The Costumes Are as Authentic as Possible—Including What’s Underneath!
No Velcro, no zippers, not a lot of shoes, and kilts are worn as kilts are supposed to be worn – with absolutely nothing underneath. These are true Scots! What’s not authentic are the effects of war and journeying through the highlands. To achieve the look of well-worn clothing, the costumes are attacked with cheese graters, burned with blow torches, and aged by tying them up with string and baking them.
Every Single Kilt Is Worn Differently.
“All of our actors wear their kilts just a bit differently from each other,” Outlander’s costumer Terry Dresbach tells us. “They personalize them and make them very much their own. We are talking about 12 yards of fabric that has to be belted and tucked by each actor, and they have developed their own ways of wearing them that belongs very much to them. It is incredibly important that they FEEL like their
character, and helping them to find that place is an essential part of our job.”

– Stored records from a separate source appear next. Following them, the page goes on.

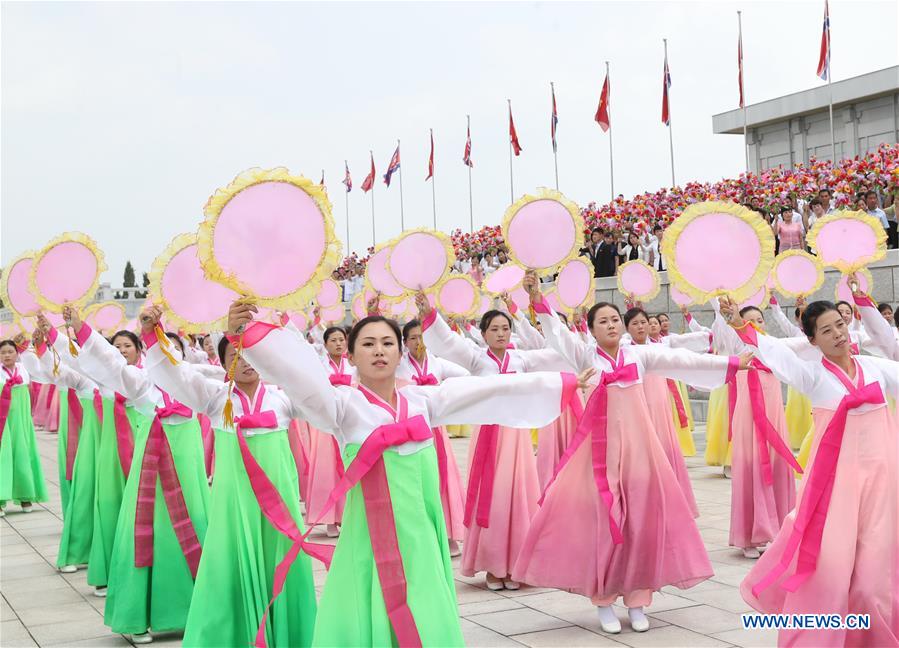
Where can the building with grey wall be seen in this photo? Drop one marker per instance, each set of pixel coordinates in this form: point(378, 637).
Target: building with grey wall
point(793, 128)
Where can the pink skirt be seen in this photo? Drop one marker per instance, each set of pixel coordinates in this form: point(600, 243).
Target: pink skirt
point(569, 545)
point(324, 454)
point(858, 565)
point(758, 510)
point(658, 400)
point(514, 502)
point(453, 499)
point(552, 441)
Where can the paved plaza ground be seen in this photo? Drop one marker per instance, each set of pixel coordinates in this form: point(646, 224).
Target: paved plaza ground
point(42, 607)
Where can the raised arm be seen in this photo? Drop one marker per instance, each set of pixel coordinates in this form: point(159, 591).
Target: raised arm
point(514, 400)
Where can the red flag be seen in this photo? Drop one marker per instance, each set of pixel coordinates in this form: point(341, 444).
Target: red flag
point(431, 159)
point(370, 178)
point(513, 136)
point(602, 112)
point(824, 55)
point(740, 65)
point(666, 83)
point(466, 156)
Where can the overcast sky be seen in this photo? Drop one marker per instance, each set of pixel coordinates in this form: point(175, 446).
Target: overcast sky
point(120, 119)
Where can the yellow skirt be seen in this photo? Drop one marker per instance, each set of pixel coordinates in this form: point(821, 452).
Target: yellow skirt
point(684, 434)
point(798, 412)
point(717, 448)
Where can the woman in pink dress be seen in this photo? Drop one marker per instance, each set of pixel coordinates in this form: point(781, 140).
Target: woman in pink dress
point(419, 367)
point(502, 478)
point(838, 550)
point(763, 485)
point(325, 464)
point(615, 522)
point(657, 399)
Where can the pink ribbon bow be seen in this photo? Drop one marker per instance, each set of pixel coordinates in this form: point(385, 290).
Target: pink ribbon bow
point(808, 528)
point(594, 423)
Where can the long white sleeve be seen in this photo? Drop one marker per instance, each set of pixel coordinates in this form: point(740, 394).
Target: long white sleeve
point(514, 400)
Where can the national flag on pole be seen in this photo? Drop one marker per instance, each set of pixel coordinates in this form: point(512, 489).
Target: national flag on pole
point(824, 56)
point(513, 136)
point(602, 112)
point(347, 180)
point(740, 66)
point(370, 178)
point(466, 156)
point(666, 83)
point(393, 165)
point(431, 158)
point(555, 118)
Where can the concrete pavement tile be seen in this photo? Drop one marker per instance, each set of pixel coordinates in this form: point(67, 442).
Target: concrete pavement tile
point(477, 636)
point(482, 607)
point(766, 638)
point(563, 637)
point(518, 621)
point(702, 618)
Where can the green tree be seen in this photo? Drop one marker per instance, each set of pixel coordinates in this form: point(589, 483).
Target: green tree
point(128, 281)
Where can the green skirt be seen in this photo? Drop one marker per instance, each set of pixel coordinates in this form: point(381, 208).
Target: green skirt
point(21, 477)
point(351, 610)
point(108, 489)
point(78, 504)
point(157, 597)
point(62, 437)
point(242, 549)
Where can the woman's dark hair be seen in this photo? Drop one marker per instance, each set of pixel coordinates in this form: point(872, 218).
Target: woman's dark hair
point(811, 315)
point(491, 315)
point(591, 314)
point(632, 314)
point(131, 336)
point(177, 340)
point(407, 329)
point(373, 319)
point(222, 348)
point(331, 330)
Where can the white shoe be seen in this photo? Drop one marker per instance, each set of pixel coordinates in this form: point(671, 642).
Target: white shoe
point(607, 619)
point(639, 622)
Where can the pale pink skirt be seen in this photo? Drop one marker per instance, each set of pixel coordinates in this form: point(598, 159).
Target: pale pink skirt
point(569, 545)
point(758, 510)
point(858, 566)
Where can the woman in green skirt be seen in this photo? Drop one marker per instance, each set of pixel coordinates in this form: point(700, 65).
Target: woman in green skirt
point(79, 428)
point(390, 580)
point(21, 477)
point(162, 521)
point(236, 577)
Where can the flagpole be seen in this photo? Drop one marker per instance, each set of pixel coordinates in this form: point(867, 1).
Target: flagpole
point(511, 180)
point(609, 108)
point(433, 190)
point(346, 196)
point(742, 91)
point(373, 183)
point(470, 201)
point(555, 153)
point(670, 135)
point(402, 216)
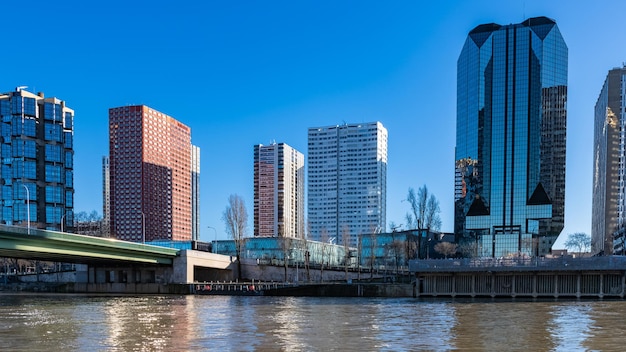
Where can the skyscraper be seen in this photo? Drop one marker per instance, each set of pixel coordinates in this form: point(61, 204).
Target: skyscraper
point(37, 161)
point(347, 181)
point(609, 158)
point(150, 175)
point(278, 191)
point(510, 146)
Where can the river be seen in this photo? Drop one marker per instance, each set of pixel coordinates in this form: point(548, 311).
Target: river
point(229, 323)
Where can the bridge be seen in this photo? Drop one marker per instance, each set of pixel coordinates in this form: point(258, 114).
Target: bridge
point(19, 242)
point(114, 265)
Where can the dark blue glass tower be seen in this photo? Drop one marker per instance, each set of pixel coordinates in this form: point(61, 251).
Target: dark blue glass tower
point(510, 138)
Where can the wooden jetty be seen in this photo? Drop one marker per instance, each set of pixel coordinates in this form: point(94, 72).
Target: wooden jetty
point(596, 277)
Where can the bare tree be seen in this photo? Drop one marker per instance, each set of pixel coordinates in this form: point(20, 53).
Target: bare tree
point(446, 249)
point(286, 243)
point(580, 241)
point(372, 256)
point(236, 218)
point(420, 207)
point(432, 221)
point(307, 255)
point(345, 238)
point(325, 251)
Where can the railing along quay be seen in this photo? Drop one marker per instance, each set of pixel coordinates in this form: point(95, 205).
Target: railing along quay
point(518, 264)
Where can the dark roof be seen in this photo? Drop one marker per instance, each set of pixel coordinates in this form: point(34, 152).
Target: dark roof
point(480, 34)
point(540, 25)
point(478, 208)
point(539, 196)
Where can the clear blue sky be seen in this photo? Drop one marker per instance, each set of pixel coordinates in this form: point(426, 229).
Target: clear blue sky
point(241, 73)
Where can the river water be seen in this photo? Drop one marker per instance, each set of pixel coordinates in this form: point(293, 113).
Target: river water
point(229, 323)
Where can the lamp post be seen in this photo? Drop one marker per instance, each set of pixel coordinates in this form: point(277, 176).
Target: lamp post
point(27, 206)
point(143, 228)
point(215, 238)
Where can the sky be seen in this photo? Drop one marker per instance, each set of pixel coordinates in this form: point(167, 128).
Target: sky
point(241, 73)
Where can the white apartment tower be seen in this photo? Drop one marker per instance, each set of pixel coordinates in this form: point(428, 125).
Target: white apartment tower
point(347, 181)
point(278, 191)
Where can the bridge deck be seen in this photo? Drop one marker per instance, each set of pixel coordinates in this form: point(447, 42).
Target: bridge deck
point(18, 242)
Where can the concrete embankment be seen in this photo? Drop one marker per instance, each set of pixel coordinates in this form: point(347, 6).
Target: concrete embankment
point(345, 290)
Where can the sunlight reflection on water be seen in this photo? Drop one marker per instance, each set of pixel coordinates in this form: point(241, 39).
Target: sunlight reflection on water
point(199, 323)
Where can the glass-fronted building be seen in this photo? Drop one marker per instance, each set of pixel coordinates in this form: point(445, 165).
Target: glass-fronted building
point(37, 161)
point(510, 146)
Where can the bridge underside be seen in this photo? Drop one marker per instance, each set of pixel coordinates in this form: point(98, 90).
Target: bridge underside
point(16, 242)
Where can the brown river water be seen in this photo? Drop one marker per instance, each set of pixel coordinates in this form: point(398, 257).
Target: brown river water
point(231, 323)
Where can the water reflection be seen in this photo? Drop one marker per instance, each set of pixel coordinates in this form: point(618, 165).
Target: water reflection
point(200, 323)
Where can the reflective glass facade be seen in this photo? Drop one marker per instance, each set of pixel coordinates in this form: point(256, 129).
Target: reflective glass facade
point(510, 146)
point(37, 161)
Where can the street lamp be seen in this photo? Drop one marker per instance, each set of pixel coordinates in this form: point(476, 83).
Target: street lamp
point(143, 227)
point(27, 206)
point(215, 231)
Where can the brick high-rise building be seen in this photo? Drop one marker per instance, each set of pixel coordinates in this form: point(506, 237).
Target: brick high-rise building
point(278, 191)
point(608, 204)
point(347, 181)
point(150, 175)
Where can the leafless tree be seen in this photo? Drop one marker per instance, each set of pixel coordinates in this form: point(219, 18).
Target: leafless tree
point(469, 249)
point(432, 220)
point(425, 208)
point(446, 249)
point(236, 218)
point(286, 243)
point(305, 244)
point(395, 250)
point(345, 239)
point(325, 251)
point(372, 252)
point(580, 241)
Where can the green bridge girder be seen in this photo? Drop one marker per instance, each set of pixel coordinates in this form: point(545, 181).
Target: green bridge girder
point(19, 242)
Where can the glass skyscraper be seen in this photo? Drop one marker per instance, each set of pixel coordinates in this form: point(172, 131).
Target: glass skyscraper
point(510, 145)
point(37, 161)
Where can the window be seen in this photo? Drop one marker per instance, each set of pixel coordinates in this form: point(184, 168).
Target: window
point(52, 132)
point(69, 140)
point(69, 178)
point(53, 173)
point(53, 153)
point(69, 160)
point(53, 194)
point(69, 199)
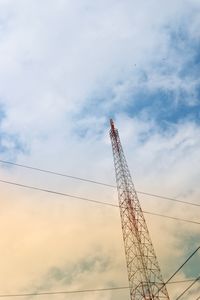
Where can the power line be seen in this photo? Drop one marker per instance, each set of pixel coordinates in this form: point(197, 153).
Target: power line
point(197, 279)
point(193, 253)
point(94, 182)
point(63, 292)
point(76, 291)
point(89, 200)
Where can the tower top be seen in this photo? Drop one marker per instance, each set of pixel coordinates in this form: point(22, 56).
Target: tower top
point(112, 125)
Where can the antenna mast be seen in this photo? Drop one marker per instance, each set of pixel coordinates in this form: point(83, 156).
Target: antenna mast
point(144, 275)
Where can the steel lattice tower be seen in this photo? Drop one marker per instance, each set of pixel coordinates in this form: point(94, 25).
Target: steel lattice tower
point(144, 275)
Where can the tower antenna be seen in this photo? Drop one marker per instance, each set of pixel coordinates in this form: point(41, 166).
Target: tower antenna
point(144, 275)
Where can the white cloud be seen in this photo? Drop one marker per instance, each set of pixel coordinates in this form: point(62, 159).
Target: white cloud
point(55, 60)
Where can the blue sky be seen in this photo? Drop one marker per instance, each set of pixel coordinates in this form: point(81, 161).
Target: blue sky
point(66, 68)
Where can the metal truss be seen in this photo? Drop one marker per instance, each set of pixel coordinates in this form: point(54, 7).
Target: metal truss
point(144, 275)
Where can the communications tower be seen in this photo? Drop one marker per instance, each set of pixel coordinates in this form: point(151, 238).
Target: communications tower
point(144, 275)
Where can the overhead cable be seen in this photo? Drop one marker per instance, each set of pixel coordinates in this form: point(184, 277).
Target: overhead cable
point(187, 289)
point(172, 276)
point(89, 200)
point(77, 291)
point(95, 182)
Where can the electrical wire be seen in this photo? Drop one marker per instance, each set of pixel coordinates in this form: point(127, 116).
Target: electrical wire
point(63, 292)
point(197, 279)
point(77, 291)
point(95, 182)
point(191, 255)
point(89, 200)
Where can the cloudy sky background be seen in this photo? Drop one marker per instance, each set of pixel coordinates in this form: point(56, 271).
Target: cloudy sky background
point(66, 67)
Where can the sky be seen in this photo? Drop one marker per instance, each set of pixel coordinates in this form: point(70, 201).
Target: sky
point(66, 68)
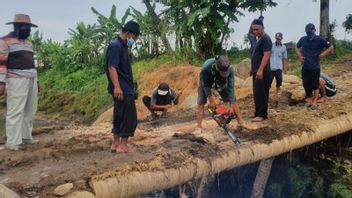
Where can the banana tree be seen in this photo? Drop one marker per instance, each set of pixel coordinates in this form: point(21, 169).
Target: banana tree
point(109, 26)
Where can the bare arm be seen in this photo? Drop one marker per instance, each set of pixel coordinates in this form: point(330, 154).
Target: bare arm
point(115, 81)
point(264, 62)
point(157, 107)
point(299, 54)
point(285, 65)
point(326, 51)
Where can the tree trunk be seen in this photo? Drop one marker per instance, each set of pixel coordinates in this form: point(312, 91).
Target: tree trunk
point(134, 182)
point(262, 178)
point(324, 18)
point(160, 26)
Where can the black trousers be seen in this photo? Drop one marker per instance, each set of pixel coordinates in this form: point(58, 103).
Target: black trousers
point(125, 116)
point(261, 89)
point(277, 74)
point(147, 102)
point(310, 80)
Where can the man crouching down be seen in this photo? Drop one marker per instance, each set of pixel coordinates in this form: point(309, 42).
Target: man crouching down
point(217, 75)
point(161, 100)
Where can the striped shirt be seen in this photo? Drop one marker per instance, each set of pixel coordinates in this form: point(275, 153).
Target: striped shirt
point(16, 58)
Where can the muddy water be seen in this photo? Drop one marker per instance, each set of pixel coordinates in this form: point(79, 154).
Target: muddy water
point(38, 122)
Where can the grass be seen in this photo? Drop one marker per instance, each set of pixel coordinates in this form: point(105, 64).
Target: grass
point(84, 92)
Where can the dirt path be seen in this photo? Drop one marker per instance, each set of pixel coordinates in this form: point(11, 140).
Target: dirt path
point(75, 154)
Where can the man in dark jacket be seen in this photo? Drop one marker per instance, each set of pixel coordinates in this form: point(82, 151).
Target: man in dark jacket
point(121, 86)
point(260, 71)
point(161, 100)
point(217, 76)
point(310, 49)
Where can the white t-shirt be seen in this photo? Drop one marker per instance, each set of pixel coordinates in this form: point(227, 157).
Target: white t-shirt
point(278, 53)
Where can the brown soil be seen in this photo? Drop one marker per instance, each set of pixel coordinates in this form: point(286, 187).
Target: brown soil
point(76, 154)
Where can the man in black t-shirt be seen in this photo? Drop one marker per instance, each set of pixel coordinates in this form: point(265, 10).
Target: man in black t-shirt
point(162, 98)
point(261, 71)
point(120, 85)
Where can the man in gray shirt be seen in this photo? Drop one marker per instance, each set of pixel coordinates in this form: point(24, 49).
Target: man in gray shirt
point(278, 61)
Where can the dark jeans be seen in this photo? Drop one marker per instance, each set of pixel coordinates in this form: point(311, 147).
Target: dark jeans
point(310, 80)
point(261, 94)
point(125, 116)
point(277, 74)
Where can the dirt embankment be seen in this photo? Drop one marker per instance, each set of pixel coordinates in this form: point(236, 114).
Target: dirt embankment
point(75, 154)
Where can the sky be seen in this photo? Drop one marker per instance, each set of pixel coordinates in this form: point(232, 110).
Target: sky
point(54, 17)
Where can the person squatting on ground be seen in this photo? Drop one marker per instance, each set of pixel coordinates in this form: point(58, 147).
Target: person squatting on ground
point(217, 75)
point(161, 100)
point(327, 87)
point(260, 71)
point(18, 73)
point(310, 50)
point(278, 61)
point(121, 86)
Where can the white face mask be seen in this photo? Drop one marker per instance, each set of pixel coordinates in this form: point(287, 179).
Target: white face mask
point(130, 42)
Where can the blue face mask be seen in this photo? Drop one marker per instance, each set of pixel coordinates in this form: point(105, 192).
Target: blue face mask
point(130, 42)
point(310, 35)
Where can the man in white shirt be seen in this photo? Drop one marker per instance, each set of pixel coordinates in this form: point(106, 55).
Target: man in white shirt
point(278, 61)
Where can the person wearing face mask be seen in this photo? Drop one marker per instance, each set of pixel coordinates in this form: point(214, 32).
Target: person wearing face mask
point(217, 78)
point(260, 71)
point(19, 76)
point(310, 49)
point(278, 61)
point(161, 100)
point(121, 86)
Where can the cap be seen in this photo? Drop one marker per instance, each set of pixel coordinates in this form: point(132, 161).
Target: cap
point(278, 35)
point(163, 89)
point(22, 18)
point(310, 27)
point(133, 27)
point(223, 65)
point(257, 22)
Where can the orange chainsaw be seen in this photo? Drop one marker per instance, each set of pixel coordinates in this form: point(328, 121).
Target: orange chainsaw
point(223, 117)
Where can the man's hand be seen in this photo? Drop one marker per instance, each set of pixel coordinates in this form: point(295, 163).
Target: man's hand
point(2, 89)
point(259, 74)
point(212, 102)
point(301, 58)
point(167, 107)
point(118, 93)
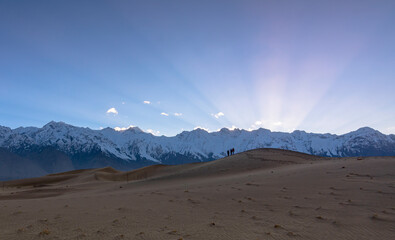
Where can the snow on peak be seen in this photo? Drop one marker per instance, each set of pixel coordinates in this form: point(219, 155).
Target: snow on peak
point(132, 143)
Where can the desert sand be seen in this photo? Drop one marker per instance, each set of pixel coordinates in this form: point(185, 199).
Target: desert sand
point(258, 194)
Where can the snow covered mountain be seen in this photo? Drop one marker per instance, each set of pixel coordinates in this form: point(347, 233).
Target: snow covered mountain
point(58, 146)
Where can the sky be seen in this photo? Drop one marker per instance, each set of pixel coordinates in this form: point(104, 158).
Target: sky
point(170, 66)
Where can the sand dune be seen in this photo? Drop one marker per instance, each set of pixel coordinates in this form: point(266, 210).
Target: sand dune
point(258, 194)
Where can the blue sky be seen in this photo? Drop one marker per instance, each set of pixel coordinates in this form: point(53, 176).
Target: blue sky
point(168, 66)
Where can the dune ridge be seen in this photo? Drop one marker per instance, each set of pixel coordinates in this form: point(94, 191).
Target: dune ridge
point(258, 194)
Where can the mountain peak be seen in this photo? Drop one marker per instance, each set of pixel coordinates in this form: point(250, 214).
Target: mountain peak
point(54, 124)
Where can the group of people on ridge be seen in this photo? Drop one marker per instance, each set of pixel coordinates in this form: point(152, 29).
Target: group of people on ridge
point(231, 151)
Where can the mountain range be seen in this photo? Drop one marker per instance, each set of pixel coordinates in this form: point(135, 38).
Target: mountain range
point(57, 147)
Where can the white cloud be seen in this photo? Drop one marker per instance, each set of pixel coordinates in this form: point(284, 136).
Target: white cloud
point(277, 123)
point(203, 128)
point(113, 111)
point(258, 123)
point(233, 128)
point(123, 128)
point(153, 132)
point(218, 115)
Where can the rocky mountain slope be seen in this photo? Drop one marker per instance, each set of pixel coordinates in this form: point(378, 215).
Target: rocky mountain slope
point(57, 146)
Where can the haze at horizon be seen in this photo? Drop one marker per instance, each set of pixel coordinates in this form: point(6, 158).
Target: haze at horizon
point(172, 66)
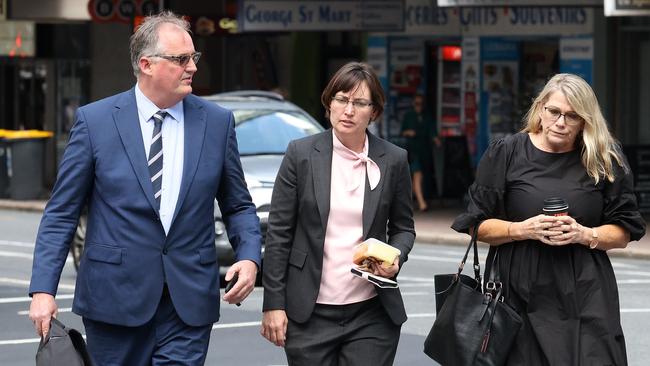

Sam (Jamie) Finds His Kilt “Liberating.”
“Sam/Jamie wears his with almost a long skirt hanging down the back that swings beautifully when he moves,” Outlander costumer Terry Dresbach says. Sam himself told us that he hates wearing trousers and finds kilts “liberating” and “freeing”…Especially while riding a horse.
While Scottish dialect has had sort of a revival from being thought of as slang, Scottish Gaelic of the 1700s is very different from anything anyone speaks today. It was not easy for the actors to learn, especially since they had to get used to a whole new set of sounds and had to learn to loosen their throats. One Gaelic word you’ll hear a lot on the show is “Sassenach,” which means “outlander.” It’s supposed to be a slightly offensive term for someone out of place, but it also becomes Jamie’s affectionate nickname for Claire.
The show is almost entirely shot on location all over Scotland, with very little green screen. “I think when people watch the show, they’ll fall in love with Scotland,” native Scotsman Sam Heughan tells us. “You’ll be amazed.” Caitriona Balfe agrees, saying, “There’s such a harsh climate there, and I think that really affects how people are and the realness and rawness of the story, so I think it was very important to everybody that we have that as an element in our show as well.”
Things Get DISTURBING.
Violence, torture, rape. Outlander will venture into true Games of Thrones-esque territory (and then some!) before season one is over. The greatest offender, of course, is Black Jack (Tobias Menzies), the ancestor of Claire’s husband Frank. And anyone who has read the books will tell you that what he does to Claire and Jamie won’t be easily erased from your mind. “That character, I would argue, is a study of sadism,” Menzies says of Black Jack. “He’s interested in people’s boundaries, their pain thresholds, what they can handle. It’s a rather sickening investigation.” Bring your Tums. And a shot of Scotch.